I did like her method with Brahms, and she was not unwilling, at my suggestion, to go over and over the Three Rhapsodies. On the Third Intermezzo she was at her best, and a good best it was.

“You were talking of Debussy,” she remarked. “I’ve got some of his stuff here. But I don’t get into it. I don’t understand it, and there is no use in trying. It doesn’t seem altogether like real music to me. It fails to get hold of me, just as I fail to get hold of it.”

 

“Yet you like MacDowell,” I challenged.

“Y.. es,” she admitted grudgingly. “His New England Idylls and Fireside Tales. And I like that Finnish man’s stuff, Sibelius, too, although it seems to me too soft, too richly soft, too beautiful, if you know what I mean. It seems to cloy.”

What a pity, I thought, that with that noble masculine touch of hers she is unaware of the deeps of music. Some day I shall try to get from her just what Beethoven, say, and Chopin, mean to her. She has not read Shaw’s Perfect Wagnerite, nor had she ever heard of Nietzsche’s Case of Wagner. She likes Mozart, and old Boccherini, and Leonardo Leo. Likewise she is partial to Schumann, especially Forest Scenes. And she played his Papillons most brilliantly. When I closed my eyes I could have sworn it was a man’s fingers on the keys.
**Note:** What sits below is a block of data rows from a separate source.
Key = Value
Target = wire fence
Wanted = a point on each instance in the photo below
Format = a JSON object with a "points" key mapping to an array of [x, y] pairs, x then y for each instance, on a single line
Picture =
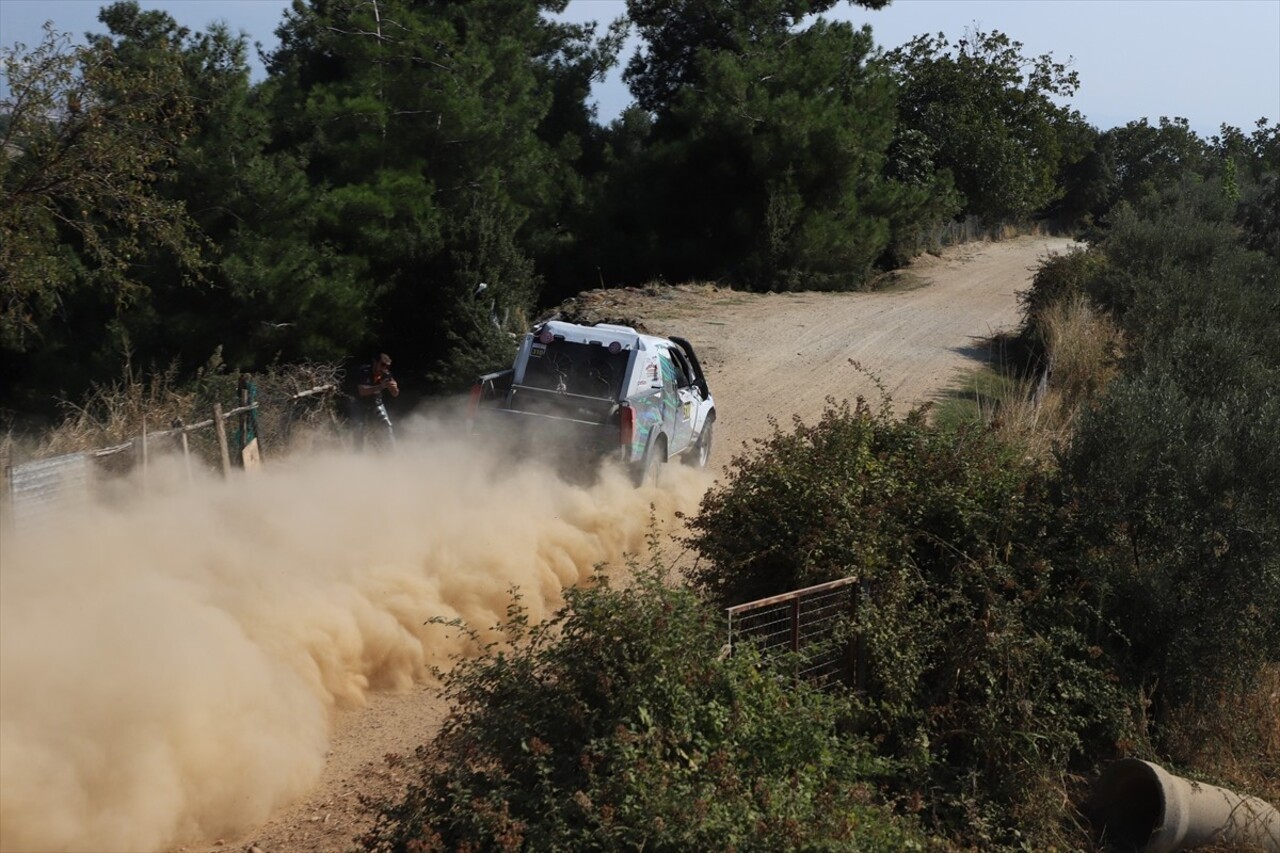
{"points": [[37, 491], [812, 626]]}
And yet, I must say it, in the long run her playing makes me nervous. I am continually led up to false expectations. Always, she seems just on the verge of achieving the big thing, the super-big thing, and always she just misses it by a shade. Just as I am prepared for the culminating flash and illumination, I receive more perfection of technique. She is cold. She must be cold.. Or else, and the theory is worth considering, she is too healthy.

I shall certainly read to her The Daughters of Herodias.